D7000
About 6 1/2 years ago I finally replaced my film camera with a digital camera. The older camera was a Nikon FG which I got in 1982. That was Nikon’s first SLR with auto-exposure and TTL flash exposure control. Tom’s been using that one recently for his photography homework (link1, link2). The camera I replaced the FG with was a Nikon D70s. That was an upgraded version of the D70, which was Nikon’s first digital SLR that was targeted at the consumer market. Well today I just got a D7000. Here are the three of them together.
Sorry that picture didn’t come out very well, but I wasn’t able to use one of the cameras I’m comfortable with for obvious reasons.
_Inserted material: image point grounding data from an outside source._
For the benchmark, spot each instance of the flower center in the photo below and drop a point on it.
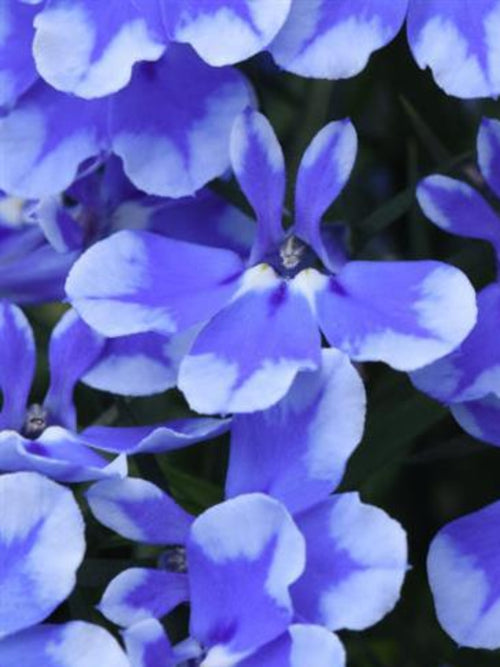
(35, 421)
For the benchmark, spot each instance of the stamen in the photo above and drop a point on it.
(36, 421)
(291, 252)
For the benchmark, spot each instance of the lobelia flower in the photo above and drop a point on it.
(264, 314)
(173, 150)
(42, 544)
(468, 379)
(463, 568)
(314, 38)
(284, 463)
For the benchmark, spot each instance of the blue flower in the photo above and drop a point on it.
(264, 314)
(248, 552)
(468, 379)
(42, 544)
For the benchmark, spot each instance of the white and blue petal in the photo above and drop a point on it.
(139, 511)
(139, 593)
(17, 364)
(148, 645)
(259, 165)
(58, 454)
(334, 40)
(73, 348)
(464, 570)
(356, 564)
(406, 314)
(480, 418)
(248, 355)
(138, 365)
(164, 437)
(17, 69)
(296, 647)
(323, 172)
(66, 645)
(157, 284)
(296, 451)
(183, 140)
(248, 550)
(488, 152)
(472, 371)
(457, 208)
(458, 42)
(42, 544)
(224, 32)
(46, 136)
(88, 48)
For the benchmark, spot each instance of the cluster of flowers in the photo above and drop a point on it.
(113, 118)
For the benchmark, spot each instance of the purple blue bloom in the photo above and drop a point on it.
(264, 313)
(284, 463)
(468, 379)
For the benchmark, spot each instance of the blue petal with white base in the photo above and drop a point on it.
(57, 646)
(139, 511)
(157, 284)
(297, 645)
(296, 451)
(245, 549)
(472, 371)
(407, 314)
(325, 168)
(248, 355)
(247, 26)
(356, 564)
(110, 38)
(457, 208)
(318, 37)
(464, 573)
(139, 593)
(17, 364)
(42, 544)
(259, 165)
(458, 42)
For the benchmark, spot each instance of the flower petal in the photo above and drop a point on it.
(356, 563)
(407, 314)
(158, 438)
(17, 364)
(459, 45)
(57, 646)
(457, 208)
(46, 136)
(463, 567)
(323, 172)
(480, 418)
(245, 549)
(248, 355)
(148, 645)
(183, 140)
(42, 544)
(296, 647)
(334, 40)
(89, 48)
(74, 347)
(297, 450)
(472, 370)
(259, 165)
(157, 284)
(139, 593)
(139, 511)
(248, 26)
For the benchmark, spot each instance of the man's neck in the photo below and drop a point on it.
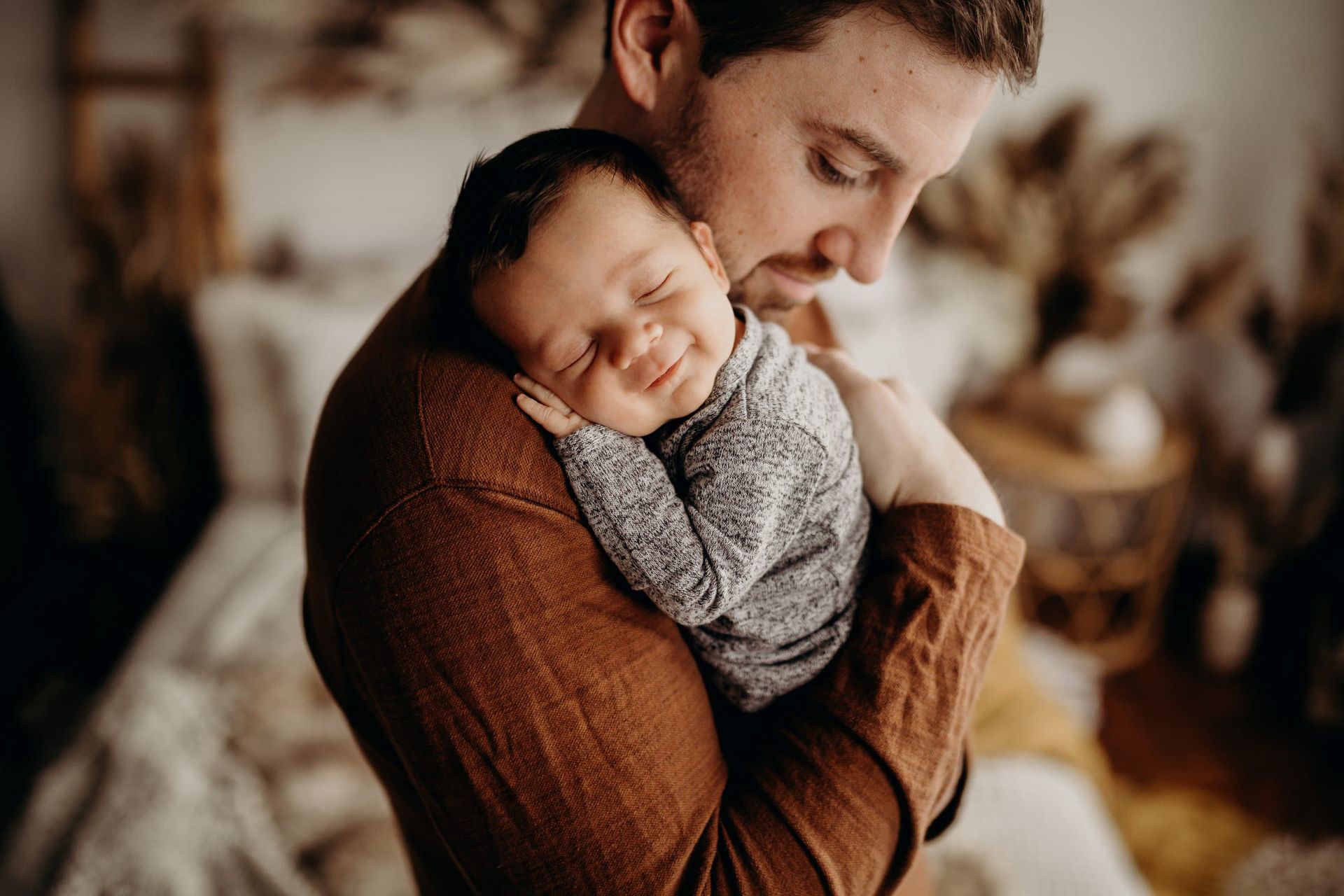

I’ve only been using the D7000 for a couple of hours, but I’m very impressed. The ISO appears to go up forever. I’m not sure that I’m ever going to need my flash again. The viewfinder is really bright and sharp. A lot of the adjustments that I’d made to the D70s appear to be the defaults on this one, and a lot of setting which were fiddly to get to on the D70s have dedicated controls on the D7000.
One really neat trick it has is that it works well with old AI lenses. This picture of Tom was taken with the sweet old 50mm I use on the FG.
When using one of these old lenses, you can get exposure priority automatically, and you even get an assist with the manual focus.
I’m sure it’s going to take me quite a while to find all of the features of this camera, but so far it seems like quite an upgrade. I can’t wait to get out and about with it.